There hasn't been much discussion recently about Downtown. Is this the calm before the storm?
Or are we entering into a new era of community planning, one without acrimony and division?
Either way, General Growth seems to have heard the "more openness, more meetings" refrain from the community. Columbians, by nature, never seem to tire of meetings, but after the GGP Downtown blitz, even the most hardened meeting mavens may find themselves begging for mercy.
General Growth Properties Inc. will release the draft as part of a four-step public review of the plan that will include several meetings in which company officials will take input on the plan from residents before submitting it to Howard County officials for approval, according to a statement the company released Jan. 17.
…Prior to releasing the draft on April 28, General Growth officials will conduct two preliminary meetings designed to allow residents to question the heads of firms that are playing lead roles in designing the plan…
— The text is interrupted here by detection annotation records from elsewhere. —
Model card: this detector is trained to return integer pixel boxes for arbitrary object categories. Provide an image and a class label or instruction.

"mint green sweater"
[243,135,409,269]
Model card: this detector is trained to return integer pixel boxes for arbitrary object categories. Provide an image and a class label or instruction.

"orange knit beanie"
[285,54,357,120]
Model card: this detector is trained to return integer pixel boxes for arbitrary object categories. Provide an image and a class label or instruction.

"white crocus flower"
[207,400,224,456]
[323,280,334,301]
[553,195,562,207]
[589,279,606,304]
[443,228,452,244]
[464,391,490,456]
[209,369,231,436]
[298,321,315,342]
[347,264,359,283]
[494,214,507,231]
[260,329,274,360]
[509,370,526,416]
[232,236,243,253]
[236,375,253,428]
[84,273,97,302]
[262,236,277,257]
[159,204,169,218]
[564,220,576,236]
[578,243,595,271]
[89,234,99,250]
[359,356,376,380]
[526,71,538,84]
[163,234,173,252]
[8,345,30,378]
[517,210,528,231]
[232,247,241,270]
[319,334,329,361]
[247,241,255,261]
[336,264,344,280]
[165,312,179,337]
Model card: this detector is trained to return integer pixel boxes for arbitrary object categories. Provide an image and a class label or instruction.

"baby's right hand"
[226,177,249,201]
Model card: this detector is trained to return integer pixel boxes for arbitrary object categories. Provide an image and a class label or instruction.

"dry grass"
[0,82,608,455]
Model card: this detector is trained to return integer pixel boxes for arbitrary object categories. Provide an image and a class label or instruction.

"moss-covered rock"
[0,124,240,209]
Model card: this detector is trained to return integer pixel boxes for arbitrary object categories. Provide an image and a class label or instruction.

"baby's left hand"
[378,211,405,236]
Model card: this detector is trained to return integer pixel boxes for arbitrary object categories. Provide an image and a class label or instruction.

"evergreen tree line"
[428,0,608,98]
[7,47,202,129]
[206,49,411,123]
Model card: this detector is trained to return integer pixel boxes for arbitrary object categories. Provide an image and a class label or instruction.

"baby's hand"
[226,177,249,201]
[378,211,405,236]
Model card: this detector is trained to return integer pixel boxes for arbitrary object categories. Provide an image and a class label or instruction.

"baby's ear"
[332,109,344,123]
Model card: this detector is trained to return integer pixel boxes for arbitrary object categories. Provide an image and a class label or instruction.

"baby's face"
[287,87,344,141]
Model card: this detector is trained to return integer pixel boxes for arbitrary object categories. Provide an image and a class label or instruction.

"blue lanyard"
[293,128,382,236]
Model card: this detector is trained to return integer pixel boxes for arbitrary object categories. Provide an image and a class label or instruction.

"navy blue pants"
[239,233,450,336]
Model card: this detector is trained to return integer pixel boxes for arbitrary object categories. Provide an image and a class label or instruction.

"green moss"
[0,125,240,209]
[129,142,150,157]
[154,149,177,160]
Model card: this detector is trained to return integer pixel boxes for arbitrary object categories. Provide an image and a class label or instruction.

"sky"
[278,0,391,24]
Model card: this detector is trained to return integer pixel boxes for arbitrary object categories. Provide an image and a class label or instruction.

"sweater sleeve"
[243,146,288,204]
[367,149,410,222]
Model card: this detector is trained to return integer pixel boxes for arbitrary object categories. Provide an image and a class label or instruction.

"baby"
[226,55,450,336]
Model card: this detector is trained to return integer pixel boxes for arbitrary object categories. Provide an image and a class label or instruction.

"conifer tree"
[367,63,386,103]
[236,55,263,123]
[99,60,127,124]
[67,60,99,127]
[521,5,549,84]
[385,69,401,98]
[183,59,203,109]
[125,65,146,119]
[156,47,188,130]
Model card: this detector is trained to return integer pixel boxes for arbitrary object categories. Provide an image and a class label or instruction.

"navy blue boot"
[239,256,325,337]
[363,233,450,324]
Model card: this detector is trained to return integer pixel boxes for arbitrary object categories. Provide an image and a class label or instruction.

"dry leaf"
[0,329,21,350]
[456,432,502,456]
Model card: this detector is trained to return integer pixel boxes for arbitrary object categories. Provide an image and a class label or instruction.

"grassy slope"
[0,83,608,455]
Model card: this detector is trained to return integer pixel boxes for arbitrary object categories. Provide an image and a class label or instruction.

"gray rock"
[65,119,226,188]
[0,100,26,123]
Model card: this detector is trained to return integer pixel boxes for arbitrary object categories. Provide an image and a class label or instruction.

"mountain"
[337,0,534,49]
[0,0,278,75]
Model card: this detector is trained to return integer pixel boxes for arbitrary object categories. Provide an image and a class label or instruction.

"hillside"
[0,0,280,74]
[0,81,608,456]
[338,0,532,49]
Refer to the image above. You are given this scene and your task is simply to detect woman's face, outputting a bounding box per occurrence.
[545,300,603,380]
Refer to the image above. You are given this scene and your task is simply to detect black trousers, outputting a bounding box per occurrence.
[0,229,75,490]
The firms are the Massachusetts-based Sasaki Associates Inc., which specializes in landscape architecture and will develop the pedestrian areas, and the New York-based Cooper Robertson and Partners, which is designing the plan for buildings and streets.
The meeting with Sasaki principal Alan Ward is slated for March 5, while the meeting with Jaquelin Robertson, a founding partner of Cooper Robertson, is scheduled for March 9.
The company also could add a public meeting with a transportation consultant before the draft plan is released, said Gregory Hamm, General Growth's regional vice president and general manager for Columbia.
…After releasing the draft April 28, General Growth officials will hold public meetings with each of Columbia's 10 villages to gauge residents' reactions to the plan and additional forums to collect reaction on specific aspects of the plan, including transportation, the environment, housing, and arts and cultural opportunities, according to company officials.
If my math is right, which it rarely is, I count at least 16 meetings (assuming one for each village). Wowser.